Ford Madox Brown (1821 - 1893)
Ford Madox Brown, one of whose distinctions is to have had as a pupil Dante
Gabriel Rossetti, was never a member of the Pre-Raphaelite Brotherhood, but he
was so much in sympathy with them and his art was so akin to their own that he
has become identified with that phase of painting.
Madox Brown was six years the senior of Holman Hunt, and was born in Calais,
France, at a time when David and the Classicists had imposed a new
artistic ideal on France. From childhood, in fact, he was conversant
with continental art movements—as the majority of English painters were
not — and after studying at Bruges, Ghent and Antwerp, he worked for
three years in Paris. His desire then was to become a painter of large
historical pictures, and in 1844 he went to England to compete for a
commission to decorate Westminster Hall.
Failing in
this, he proceeded to Rome and became acquainted with two curious German
painters named Cornelius and Overbeck.
Leading semi-monastic lives and
deliberately cultivating the devotional frame of mind of the Italian masters who
preceded Raphael, they are credited with being the first "Pre-Raphaelites." |

Joseph's Coat |
Looking at it as they did, Madox Brown perceived that nature was far brighter
than it appeared to be in the pictures of his British contemporaries. Since the
time of Reynolds, Sir George Beaumont's dictum that a good picture must be a
brown picture had been the general opinion, and no English figure painters made
any serious stand against it till Ford Madox Brown and the Pre-Raphaelites began
to exhibit.
The explanation of this brown-picture cult is simple. Painters had observed that
the pictures by the old masters, such as Rembrandt, Titian and Tintoretto, were
usually brown in tone, but this brownness was often due, not only to the
pigments originally used by the masters, but also to the grime of centuries, to
the "tone of time." Seeking to be praised as "old masters" in their own time,
painters used artificial means to make their pictures look brown and give them a
Rembrandtesque shadow. Madox Brown reversed the practice by painting his
pictures on a white ground, and immediately his color became brighter and truer
to Nature.
One of his most important works—certainly his most important religious
picture—was begun late in 1851 and occupied a good part of the following year.
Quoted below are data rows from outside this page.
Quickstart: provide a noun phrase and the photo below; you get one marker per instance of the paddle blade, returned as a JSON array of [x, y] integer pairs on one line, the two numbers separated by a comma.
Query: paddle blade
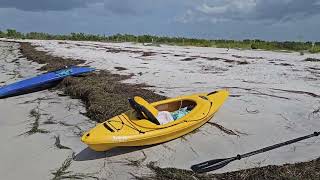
[[211, 165]]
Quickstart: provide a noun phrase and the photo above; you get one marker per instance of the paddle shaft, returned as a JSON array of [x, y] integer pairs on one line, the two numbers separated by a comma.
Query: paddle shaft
[[269, 148], [219, 163]]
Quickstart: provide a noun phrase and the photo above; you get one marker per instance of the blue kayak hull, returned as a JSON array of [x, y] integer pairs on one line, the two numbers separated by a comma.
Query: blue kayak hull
[[41, 82]]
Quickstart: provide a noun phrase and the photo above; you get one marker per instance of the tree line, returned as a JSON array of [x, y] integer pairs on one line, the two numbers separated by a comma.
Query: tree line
[[313, 47]]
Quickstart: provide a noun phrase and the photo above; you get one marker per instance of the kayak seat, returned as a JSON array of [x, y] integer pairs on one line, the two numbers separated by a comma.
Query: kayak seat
[[144, 109]]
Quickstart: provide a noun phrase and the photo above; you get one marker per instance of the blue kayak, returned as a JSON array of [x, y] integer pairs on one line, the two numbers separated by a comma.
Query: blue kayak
[[41, 82]]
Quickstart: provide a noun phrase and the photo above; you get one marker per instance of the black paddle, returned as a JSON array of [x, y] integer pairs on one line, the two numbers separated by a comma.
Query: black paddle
[[219, 163]]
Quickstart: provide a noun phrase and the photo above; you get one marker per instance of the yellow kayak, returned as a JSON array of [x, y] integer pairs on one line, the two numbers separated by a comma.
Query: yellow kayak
[[140, 126]]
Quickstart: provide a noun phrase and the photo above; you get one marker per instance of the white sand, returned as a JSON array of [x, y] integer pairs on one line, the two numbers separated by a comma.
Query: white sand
[[262, 119]]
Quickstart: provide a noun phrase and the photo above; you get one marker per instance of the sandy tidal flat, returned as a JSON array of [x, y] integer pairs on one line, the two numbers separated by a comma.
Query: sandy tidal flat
[[274, 97]]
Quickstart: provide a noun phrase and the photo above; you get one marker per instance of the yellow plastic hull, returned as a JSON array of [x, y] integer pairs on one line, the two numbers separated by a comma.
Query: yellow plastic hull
[[126, 130]]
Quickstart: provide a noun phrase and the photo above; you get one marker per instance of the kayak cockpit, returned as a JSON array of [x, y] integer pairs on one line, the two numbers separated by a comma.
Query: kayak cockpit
[[163, 113]]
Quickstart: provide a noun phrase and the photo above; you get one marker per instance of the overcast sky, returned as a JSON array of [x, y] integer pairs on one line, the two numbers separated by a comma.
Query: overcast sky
[[216, 19]]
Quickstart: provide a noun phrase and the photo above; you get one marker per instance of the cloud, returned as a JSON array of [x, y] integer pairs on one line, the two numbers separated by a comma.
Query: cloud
[[45, 5], [251, 10]]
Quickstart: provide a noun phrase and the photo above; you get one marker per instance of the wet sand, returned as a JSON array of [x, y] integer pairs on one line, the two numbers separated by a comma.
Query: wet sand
[[273, 97]]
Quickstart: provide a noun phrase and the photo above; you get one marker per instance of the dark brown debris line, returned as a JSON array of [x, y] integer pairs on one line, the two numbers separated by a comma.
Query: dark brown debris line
[[304, 170], [223, 129], [298, 92], [102, 92]]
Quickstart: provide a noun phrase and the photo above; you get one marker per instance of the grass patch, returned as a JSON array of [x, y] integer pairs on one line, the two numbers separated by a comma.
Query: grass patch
[[51, 62], [63, 172], [102, 92], [304, 170], [57, 143]]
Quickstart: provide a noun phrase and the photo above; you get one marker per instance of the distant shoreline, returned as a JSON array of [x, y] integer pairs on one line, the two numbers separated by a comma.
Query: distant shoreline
[[150, 40]]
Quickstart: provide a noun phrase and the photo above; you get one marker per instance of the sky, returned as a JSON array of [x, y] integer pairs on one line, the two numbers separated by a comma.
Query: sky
[[281, 20]]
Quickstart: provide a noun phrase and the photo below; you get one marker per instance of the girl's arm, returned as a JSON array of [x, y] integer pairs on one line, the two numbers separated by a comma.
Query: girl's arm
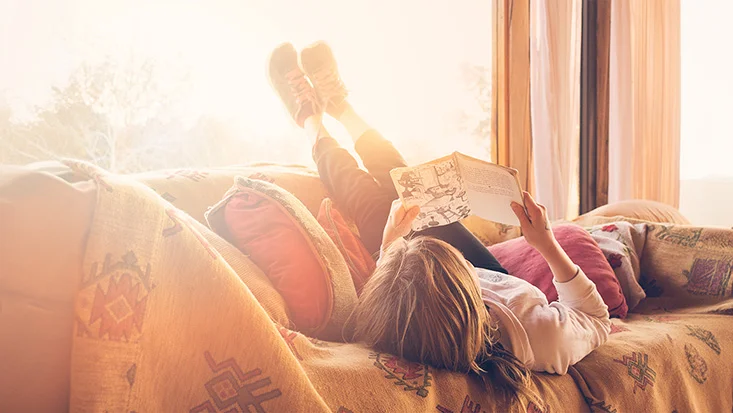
[[563, 332], [398, 224]]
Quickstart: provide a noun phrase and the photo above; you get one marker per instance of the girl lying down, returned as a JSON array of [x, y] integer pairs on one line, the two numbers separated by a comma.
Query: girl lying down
[[439, 296]]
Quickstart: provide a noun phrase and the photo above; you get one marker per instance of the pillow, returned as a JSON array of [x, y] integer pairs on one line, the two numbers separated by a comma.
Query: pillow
[[637, 209], [195, 190], [523, 261], [44, 224], [489, 232], [622, 244], [360, 262], [282, 237]]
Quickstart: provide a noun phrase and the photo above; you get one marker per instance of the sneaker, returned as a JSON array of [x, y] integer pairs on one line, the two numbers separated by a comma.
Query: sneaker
[[320, 66], [290, 83]]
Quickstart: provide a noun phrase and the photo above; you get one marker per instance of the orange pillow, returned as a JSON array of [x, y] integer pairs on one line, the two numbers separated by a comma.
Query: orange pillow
[[275, 242], [636, 209], [361, 264]]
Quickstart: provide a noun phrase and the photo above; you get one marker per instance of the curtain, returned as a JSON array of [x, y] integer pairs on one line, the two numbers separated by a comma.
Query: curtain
[[555, 103], [511, 131], [644, 101]]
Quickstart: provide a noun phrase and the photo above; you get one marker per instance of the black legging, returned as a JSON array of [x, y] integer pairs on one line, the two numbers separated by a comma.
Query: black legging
[[367, 197]]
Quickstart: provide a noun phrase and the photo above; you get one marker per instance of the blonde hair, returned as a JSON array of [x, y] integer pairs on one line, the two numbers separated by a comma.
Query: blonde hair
[[423, 304]]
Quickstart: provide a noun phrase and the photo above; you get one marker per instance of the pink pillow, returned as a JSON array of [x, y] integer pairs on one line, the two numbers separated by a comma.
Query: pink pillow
[[523, 261]]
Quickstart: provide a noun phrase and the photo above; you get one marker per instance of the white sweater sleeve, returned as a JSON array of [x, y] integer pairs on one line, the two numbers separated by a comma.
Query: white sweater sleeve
[[563, 332]]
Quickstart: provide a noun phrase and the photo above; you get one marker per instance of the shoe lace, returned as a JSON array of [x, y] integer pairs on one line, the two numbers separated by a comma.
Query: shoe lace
[[302, 91], [329, 83]]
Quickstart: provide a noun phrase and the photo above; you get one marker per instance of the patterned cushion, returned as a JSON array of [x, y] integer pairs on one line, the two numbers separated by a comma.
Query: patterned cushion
[[523, 261]]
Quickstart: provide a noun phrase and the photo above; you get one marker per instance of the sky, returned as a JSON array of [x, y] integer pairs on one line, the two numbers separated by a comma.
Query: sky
[[707, 89], [400, 60]]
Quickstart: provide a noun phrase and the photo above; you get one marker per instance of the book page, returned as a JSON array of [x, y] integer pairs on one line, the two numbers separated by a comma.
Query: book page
[[491, 188], [437, 188]]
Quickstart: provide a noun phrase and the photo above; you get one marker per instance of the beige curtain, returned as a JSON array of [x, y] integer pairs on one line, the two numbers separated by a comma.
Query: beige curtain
[[555, 28], [511, 130], [644, 101]]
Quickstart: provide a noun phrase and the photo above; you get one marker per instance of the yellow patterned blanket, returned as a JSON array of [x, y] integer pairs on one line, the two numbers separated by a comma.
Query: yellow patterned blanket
[[170, 319]]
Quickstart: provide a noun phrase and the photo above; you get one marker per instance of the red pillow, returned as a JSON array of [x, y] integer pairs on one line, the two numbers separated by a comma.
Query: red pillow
[[523, 261], [360, 262], [262, 228]]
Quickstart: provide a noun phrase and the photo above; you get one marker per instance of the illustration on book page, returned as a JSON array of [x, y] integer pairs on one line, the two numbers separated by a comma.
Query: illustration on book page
[[438, 189]]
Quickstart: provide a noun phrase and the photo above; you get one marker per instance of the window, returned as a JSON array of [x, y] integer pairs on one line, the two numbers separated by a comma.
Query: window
[[706, 168], [152, 84]]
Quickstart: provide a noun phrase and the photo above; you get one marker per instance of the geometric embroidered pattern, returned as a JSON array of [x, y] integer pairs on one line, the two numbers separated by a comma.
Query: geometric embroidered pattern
[[112, 301], [600, 406], [705, 336], [698, 367], [179, 220], [234, 391], [637, 367], [289, 337], [413, 376], [709, 277], [469, 406]]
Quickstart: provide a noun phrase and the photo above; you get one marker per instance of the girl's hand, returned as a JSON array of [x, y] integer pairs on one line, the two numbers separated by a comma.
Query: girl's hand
[[399, 222], [535, 225]]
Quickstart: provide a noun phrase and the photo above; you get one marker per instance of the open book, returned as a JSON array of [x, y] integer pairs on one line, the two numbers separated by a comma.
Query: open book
[[453, 187]]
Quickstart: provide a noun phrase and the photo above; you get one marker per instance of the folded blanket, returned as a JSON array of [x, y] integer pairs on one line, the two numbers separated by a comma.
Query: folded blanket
[[165, 323]]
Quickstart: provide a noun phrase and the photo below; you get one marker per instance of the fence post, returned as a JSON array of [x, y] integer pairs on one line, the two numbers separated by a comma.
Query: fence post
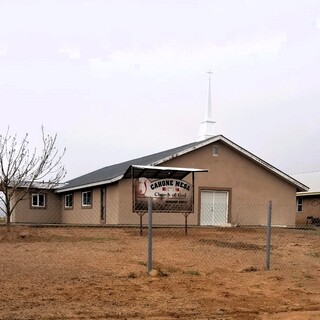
[[269, 234], [149, 234]]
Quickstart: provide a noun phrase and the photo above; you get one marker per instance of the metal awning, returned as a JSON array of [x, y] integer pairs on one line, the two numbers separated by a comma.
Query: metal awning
[[155, 172]]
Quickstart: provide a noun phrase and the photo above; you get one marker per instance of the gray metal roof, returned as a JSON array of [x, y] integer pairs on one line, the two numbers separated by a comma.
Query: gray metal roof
[[157, 172], [116, 172]]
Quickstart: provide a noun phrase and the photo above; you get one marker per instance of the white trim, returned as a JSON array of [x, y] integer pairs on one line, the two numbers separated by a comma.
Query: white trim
[[306, 194], [169, 168], [244, 152]]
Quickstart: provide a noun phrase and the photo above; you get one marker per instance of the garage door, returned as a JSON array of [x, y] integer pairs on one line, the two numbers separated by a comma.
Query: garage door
[[214, 208]]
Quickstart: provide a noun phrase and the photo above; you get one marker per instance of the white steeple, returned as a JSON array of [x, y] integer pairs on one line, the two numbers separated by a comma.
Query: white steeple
[[207, 126]]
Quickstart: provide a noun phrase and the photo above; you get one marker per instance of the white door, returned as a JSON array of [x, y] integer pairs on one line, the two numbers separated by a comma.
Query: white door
[[214, 208]]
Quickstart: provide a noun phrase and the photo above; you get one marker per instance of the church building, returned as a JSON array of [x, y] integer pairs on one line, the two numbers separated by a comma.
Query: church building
[[212, 181]]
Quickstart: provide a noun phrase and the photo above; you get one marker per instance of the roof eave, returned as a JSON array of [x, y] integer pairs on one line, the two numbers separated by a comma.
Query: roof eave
[[90, 185]]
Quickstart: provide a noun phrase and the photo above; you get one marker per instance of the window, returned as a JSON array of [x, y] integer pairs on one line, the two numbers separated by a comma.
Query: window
[[86, 199], [38, 200], [68, 201], [299, 204]]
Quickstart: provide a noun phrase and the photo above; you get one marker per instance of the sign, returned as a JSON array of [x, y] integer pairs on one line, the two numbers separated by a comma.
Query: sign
[[168, 195]]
It is his "Christ Washing Peter's Feet." Frederick Shields tells of attending an
exhibition of paintings, including many works of the Pre-Raphaelites at
Manchester, England, in 1857, when "hung at the very roof was a picture of such
power that, slighted as it had been by the judges and unobserved by the general
public, it held me riveted—large and simple in the composition of its masses as
Giotto—brilliant and forcible, yet true and refined in its color and lighting,
and wonderful in its grasp of human character and passion. . . . Permanently
confirmed was my first impression that, among all the English pictures of sacred
subjects there, it alone was worthy to rank with the great Italians."
Apart from the intrinsic merit of the picture in question, it is of historic
interest in that it contains portraits of several members of the Pre-Raphaelites
circle. The head of Christ is declared to be a literal transcript of F. G.
Stephens. Of the Apostles, omitting Judas, the first on the left is William M.
Rossetti, brother of Dante Gabriel Rossetti; the second, Holman Hunt; the
fourth, Holman Hunt, Sr.; the fifth, C. B. Cayley; the sixth, Dante Gabriel
Rossetti; and the seventh is believed to be Christina Rossetti, as St. John.